No Amount of Machine Learning Will Tell You Why a Training Plan Works

8 minute read

The Emergence of Big Data in Endurance Training

Endurance training is ripe for disruption. In recent years, there’s been a sharp increase in the amount of data that amateur athletes can capture. For example, if you are a cyclist who uses some kind of structured training plan, you typically capture some data of your daily activities, including sleep, movement and in some cases nutrition. You may also record various types of body measurements, heart rate data, body temperature, and so on. When you do workouts, you additionally capture power, cadence, pedaling dynamics… the list goes on.

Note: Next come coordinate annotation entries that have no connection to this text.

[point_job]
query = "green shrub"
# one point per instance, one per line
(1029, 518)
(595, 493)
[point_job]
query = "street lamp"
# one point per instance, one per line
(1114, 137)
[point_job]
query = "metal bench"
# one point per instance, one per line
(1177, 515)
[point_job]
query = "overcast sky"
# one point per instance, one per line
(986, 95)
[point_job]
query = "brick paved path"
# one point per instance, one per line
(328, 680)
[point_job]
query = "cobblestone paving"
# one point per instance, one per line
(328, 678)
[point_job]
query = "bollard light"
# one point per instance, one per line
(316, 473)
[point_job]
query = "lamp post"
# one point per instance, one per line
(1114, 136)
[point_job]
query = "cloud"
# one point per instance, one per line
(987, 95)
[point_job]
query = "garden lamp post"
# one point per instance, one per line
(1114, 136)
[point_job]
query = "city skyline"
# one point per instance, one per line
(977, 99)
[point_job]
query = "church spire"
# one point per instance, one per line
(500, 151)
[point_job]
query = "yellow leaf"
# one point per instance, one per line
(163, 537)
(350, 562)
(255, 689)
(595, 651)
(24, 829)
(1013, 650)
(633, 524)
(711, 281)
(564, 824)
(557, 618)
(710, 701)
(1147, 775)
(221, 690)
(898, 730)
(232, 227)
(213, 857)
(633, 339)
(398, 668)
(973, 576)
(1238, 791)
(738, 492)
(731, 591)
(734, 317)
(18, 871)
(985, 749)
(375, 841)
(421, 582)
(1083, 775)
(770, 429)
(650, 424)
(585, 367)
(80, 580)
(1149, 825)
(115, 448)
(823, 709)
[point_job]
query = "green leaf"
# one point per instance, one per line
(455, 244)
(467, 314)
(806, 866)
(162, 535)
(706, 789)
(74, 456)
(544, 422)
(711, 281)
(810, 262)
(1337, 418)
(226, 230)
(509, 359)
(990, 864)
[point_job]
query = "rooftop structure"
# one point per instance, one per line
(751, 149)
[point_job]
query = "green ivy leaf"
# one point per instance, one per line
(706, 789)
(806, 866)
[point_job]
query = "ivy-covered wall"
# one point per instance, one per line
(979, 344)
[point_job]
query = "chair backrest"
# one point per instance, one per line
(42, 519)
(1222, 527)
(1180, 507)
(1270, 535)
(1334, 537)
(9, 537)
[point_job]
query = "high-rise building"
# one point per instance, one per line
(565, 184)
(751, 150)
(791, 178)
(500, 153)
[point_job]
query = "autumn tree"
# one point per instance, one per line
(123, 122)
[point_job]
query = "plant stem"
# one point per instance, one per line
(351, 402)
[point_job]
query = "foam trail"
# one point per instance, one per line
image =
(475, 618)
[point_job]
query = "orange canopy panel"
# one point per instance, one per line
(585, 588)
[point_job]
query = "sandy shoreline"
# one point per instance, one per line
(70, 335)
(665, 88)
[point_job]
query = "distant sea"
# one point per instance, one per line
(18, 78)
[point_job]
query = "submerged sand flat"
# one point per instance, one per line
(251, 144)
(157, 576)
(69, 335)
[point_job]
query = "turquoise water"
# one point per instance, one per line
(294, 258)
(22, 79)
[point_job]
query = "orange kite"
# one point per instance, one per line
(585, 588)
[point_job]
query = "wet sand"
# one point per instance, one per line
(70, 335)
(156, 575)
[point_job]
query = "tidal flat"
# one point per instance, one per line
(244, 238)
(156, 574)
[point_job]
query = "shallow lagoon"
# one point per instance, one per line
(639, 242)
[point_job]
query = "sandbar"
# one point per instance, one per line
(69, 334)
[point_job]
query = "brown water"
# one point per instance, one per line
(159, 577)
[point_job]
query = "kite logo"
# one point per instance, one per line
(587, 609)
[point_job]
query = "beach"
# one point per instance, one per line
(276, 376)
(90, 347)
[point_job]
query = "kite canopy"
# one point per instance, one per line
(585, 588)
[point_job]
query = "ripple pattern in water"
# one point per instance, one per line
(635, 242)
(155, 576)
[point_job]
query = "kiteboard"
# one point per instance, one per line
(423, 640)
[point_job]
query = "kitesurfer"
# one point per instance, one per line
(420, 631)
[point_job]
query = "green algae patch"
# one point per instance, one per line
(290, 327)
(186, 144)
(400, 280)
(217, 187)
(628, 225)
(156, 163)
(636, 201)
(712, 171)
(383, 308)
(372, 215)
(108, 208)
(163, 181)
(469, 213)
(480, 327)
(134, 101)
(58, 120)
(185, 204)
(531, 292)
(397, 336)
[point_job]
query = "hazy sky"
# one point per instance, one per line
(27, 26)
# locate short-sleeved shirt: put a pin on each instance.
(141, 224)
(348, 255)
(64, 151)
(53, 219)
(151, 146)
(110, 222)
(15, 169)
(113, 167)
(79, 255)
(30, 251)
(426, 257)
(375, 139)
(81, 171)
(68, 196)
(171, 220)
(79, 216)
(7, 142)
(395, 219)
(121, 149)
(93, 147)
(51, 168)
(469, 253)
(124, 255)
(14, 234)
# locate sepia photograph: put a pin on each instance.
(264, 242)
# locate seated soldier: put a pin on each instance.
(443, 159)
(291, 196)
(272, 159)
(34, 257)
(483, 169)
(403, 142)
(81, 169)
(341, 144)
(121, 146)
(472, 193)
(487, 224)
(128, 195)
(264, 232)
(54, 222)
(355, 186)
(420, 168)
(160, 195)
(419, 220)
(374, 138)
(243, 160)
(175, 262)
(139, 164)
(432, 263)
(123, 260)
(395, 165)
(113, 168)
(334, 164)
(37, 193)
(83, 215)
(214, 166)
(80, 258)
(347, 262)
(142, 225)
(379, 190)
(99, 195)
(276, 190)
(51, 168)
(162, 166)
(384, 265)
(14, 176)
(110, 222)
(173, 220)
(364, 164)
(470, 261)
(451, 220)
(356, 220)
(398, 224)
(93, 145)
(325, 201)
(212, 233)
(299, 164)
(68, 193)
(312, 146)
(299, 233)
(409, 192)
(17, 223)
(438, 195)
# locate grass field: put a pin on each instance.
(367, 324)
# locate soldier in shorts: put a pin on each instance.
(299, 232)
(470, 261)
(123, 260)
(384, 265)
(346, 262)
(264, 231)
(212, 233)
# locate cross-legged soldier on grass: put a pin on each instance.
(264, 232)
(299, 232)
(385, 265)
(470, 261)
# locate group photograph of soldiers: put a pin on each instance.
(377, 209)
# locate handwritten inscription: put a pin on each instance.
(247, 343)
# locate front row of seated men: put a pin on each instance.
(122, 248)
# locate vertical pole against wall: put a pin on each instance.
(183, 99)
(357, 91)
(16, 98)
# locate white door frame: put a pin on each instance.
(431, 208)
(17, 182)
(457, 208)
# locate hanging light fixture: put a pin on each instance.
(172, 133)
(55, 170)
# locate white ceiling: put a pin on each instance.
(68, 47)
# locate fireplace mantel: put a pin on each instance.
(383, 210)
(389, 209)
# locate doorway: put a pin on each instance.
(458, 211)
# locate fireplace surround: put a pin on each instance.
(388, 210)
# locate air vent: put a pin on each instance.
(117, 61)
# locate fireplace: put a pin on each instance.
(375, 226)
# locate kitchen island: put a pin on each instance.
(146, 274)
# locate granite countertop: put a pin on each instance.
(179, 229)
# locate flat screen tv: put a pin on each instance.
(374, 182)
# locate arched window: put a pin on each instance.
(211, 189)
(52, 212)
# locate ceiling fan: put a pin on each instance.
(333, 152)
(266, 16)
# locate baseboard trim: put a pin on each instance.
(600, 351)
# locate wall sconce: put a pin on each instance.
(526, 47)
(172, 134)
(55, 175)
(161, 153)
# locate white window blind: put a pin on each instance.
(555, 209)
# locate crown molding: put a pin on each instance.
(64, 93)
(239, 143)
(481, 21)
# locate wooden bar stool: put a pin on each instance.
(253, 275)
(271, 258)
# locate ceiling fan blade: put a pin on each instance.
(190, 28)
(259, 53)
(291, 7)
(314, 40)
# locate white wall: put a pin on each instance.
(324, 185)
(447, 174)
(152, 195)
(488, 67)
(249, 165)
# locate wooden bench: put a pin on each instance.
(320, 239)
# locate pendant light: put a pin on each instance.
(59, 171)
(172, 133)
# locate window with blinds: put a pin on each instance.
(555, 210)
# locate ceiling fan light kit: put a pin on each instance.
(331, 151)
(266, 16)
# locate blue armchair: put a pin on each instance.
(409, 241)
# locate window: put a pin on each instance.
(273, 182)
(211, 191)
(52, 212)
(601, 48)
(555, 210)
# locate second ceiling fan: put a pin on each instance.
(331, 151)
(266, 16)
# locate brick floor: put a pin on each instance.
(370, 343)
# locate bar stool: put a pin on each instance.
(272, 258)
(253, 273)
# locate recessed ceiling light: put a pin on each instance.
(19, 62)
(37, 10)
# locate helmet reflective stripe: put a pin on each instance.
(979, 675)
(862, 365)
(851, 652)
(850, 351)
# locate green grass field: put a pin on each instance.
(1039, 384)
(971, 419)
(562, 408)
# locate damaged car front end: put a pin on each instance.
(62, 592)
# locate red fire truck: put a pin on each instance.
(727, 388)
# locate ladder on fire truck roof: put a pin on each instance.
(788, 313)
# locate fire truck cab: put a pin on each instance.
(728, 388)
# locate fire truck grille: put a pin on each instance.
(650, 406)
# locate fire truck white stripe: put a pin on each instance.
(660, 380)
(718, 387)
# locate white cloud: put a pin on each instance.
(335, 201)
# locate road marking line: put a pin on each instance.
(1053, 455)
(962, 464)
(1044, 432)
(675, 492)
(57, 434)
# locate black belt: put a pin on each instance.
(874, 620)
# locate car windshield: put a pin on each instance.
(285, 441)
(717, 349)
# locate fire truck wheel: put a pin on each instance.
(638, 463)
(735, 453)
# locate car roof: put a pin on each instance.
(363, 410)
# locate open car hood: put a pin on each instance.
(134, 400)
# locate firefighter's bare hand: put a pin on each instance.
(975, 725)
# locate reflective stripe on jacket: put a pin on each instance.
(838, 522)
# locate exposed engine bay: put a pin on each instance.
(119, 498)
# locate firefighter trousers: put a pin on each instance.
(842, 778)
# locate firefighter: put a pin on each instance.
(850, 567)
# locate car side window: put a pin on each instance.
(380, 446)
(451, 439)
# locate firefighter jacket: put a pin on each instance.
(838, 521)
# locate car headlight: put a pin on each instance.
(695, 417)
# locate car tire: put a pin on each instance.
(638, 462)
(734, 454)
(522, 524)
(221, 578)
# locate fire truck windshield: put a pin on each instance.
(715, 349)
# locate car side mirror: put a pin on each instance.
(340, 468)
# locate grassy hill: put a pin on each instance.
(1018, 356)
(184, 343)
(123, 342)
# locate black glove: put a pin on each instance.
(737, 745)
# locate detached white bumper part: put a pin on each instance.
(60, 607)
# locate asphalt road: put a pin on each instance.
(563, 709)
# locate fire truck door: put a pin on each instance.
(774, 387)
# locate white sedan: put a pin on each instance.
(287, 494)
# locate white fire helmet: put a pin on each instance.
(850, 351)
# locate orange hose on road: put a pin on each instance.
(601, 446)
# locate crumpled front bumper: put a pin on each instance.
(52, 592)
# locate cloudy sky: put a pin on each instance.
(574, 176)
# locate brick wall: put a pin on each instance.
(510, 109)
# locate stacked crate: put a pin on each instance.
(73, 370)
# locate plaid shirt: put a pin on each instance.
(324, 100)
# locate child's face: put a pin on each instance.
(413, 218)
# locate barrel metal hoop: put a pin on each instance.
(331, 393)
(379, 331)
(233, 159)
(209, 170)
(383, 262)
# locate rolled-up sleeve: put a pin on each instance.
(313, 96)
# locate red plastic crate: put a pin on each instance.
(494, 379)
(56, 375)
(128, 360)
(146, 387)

Of course, professional athletes have captured all of the above and more for years. What’s new is the ability of amateur athletes to do the same. This means that there’s now an unprecedented amount of data on endurance training. Yet the methods for endurance training have remained the same. If you are not working with an individual coach but still want to follow a structured training plan, your options are limited to stock programs that are all variations of a handful of basic approaches. Moreover, each individual training plan is the same for all of the athletes that are doing it. Usually, the only adjustment is based on a rough approximation of your functional threshold power.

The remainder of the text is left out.